Die Investoren wiederum halten fest, dass durch die Rüge der ABU womöglich der aktuelle Stand in dem Projekt für lange Zeit festgeschrieben wird: drei Windkraftanlagen mit 150 Metern Gesamthöhe und drei Anlagen mit maximal 85 Metern Gesamthöhe. Nach Einschätzung von Experten sei dies für die Vogelwelt die schlechteste Variante. Die Fachleute, die für die Standsicherheit der Alt-Anlagen die Begutachtung durchführen, gingen jedenfalls davon aus, die drei Alt-Anlagen bei entsprechender Wartung durchaus noch weitere 15 bis 20 Jahre betrieben werden können.
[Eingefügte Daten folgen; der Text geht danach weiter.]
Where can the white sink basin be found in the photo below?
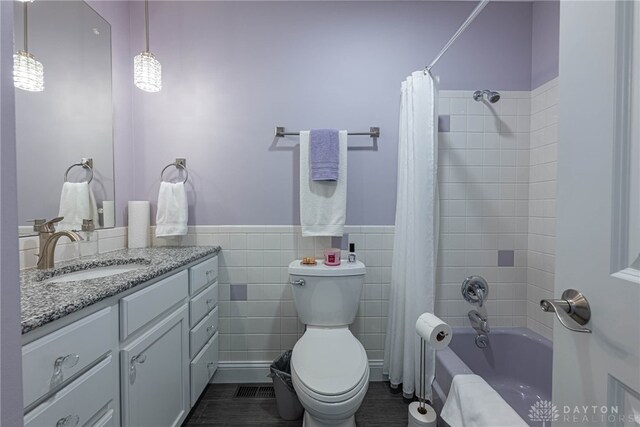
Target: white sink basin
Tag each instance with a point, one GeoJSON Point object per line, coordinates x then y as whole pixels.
{"type": "Point", "coordinates": [94, 273]}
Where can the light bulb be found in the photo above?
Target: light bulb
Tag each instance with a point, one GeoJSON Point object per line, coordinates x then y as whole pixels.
{"type": "Point", "coordinates": [28, 73]}
{"type": "Point", "coordinates": [147, 72]}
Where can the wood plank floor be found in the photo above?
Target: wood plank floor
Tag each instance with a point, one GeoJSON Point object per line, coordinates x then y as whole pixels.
{"type": "Point", "coordinates": [217, 407]}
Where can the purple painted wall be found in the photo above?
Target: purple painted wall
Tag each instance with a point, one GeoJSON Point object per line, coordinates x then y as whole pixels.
{"type": "Point", "coordinates": [544, 41]}
{"type": "Point", "coordinates": [10, 334]}
{"type": "Point", "coordinates": [117, 14]}
{"type": "Point", "coordinates": [232, 71]}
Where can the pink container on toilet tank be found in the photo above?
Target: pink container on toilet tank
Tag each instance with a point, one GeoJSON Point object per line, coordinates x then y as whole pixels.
{"type": "Point", "coordinates": [332, 256]}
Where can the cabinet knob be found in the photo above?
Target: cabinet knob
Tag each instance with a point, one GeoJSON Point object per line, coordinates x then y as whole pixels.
{"type": "Point", "coordinates": [68, 421]}
{"type": "Point", "coordinates": [139, 359]}
{"type": "Point", "coordinates": [68, 361]}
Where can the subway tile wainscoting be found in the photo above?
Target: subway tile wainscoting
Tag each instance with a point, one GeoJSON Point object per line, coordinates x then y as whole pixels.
{"type": "Point", "coordinates": [542, 205]}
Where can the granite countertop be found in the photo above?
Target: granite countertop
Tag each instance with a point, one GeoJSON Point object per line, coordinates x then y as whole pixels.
{"type": "Point", "coordinates": [45, 300]}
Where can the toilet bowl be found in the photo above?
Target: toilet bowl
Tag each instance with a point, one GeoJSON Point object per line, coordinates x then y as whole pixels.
{"type": "Point", "coordinates": [329, 366]}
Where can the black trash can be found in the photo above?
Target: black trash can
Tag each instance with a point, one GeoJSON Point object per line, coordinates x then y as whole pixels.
{"type": "Point", "coordinates": [289, 407]}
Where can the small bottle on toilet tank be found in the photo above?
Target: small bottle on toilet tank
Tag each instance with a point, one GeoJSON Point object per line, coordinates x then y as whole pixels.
{"type": "Point", "coordinates": [352, 253]}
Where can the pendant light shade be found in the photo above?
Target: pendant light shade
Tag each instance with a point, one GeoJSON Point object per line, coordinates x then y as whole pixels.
{"type": "Point", "coordinates": [28, 72]}
{"type": "Point", "coordinates": [147, 71]}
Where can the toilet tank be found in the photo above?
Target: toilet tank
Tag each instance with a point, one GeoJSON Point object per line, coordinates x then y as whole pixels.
{"type": "Point", "coordinates": [330, 295]}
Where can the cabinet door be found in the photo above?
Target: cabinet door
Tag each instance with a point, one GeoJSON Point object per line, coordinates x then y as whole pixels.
{"type": "Point", "coordinates": [155, 374]}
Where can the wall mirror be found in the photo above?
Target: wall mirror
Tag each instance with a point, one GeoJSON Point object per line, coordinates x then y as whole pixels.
{"type": "Point", "coordinates": [71, 118]}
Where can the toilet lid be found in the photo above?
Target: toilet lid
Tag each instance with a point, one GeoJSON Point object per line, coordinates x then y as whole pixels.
{"type": "Point", "coordinates": [330, 362]}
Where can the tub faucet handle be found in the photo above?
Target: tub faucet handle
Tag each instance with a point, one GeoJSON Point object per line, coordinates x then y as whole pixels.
{"type": "Point", "coordinates": [475, 290]}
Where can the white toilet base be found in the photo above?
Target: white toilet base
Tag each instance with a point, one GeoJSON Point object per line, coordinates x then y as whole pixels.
{"type": "Point", "coordinates": [309, 421]}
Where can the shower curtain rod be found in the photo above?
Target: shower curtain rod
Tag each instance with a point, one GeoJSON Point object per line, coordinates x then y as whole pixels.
{"type": "Point", "coordinates": [458, 33]}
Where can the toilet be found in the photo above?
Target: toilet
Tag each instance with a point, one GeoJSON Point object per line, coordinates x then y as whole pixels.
{"type": "Point", "coordinates": [329, 366]}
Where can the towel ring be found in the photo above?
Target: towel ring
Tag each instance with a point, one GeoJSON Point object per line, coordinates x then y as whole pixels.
{"type": "Point", "coordinates": [178, 165]}
{"type": "Point", "coordinates": [84, 165]}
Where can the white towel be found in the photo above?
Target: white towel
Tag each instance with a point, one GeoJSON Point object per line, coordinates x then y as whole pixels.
{"type": "Point", "coordinates": [173, 210]}
{"type": "Point", "coordinates": [323, 204]}
{"type": "Point", "coordinates": [474, 403]}
{"type": "Point", "coordinates": [77, 202]}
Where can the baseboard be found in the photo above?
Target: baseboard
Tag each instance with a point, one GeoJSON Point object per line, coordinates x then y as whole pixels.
{"type": "Point", "coordinates": [258, 372]}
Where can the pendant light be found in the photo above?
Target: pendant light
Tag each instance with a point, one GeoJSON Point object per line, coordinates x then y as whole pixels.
{"type": "Point", "coordinates": [147, 71]}
{"type": "Point", "coordinates": [28, 73]}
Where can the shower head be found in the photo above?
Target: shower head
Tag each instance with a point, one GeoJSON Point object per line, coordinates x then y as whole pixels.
{"type": "Point", "coordinates": [492, 96]}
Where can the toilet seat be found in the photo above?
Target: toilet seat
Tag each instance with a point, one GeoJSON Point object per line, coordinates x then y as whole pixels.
{"type": "Point", "coordinates": [329, 365]}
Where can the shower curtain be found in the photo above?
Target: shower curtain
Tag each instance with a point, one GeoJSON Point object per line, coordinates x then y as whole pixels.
{"type": "Point", "coordinates": [416, 234]}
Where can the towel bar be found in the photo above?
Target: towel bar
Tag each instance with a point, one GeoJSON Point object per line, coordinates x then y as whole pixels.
{"type": "Point", "coordinates": [374, 132]}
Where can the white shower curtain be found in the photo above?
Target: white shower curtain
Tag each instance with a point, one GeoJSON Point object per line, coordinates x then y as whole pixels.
{"type": "Point", "coordinates": [416, 234]}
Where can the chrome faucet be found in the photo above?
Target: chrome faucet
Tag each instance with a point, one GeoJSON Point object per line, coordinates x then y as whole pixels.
{"type": "Point", "coordinates": [48, 240]}
{"type": "Point", "coordinates": [475, 290]}
{"type": "Point", "coordinates": [479, 322]}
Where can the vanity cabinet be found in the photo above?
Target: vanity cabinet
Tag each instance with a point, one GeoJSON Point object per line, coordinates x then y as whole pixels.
{"type": "Point", "coordinates": [143, 360]}
{"type": "Point", "coordinates": [203, 320]}
{"type": "Point", "coordinates": [155, 374]}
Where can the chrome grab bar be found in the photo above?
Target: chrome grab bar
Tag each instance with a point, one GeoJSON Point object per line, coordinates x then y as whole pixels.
{"type": "Point", "coordinates": [572, 310]}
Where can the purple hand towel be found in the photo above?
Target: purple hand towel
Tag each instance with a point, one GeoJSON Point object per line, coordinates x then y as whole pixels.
{"type": "Point", "coordinates": [324, 154]}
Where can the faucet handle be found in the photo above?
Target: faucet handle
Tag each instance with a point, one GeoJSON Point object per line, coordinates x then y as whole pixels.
{"type": "Point", "coordinates": [37, 223]}
{"type": "Point", "coordinates": [49, 226]}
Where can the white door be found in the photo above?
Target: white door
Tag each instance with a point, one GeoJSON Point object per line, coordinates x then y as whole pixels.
{"type": "Point", "coordinates": [596, 377]}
Dabei ist grundsätzlich durchaus festzuhalten, dass es sich bei dem Repowering-Projekt in Ruhne/Waltringen um eines der wenigen Windprojekte handelt, das von den Anwohnern und der Bevölkerung mitgetragen wird. Doch auch die Zustimmung des Landesamtes für Natur, Umwelt und Verbraucherschutz des Landes Nordrhein-Westfalen, der Bezirksregierung und der Unteren Naturschutzbehörde reichen hier nicht aus, um für das Projekt „grünes Licht“ zu bekommen. Enses Beigeordneter Andreas Fresen wird über diesen neuen Stand in Sachen Repowering im Bereich Ruhne/Waltringen die Mitglieder des Planungs- und Umweltausschusses möglicherweise in der nächsten Sitzung am 12. September mündlich informieren. Und er ergänzt im Gespräch mit dem Anzeiger: Die Verwaltung habe in den vergangenen zehn Jahren sehr viel Zeit und Arbeitskraft in dieses Vorhaben gesteckt.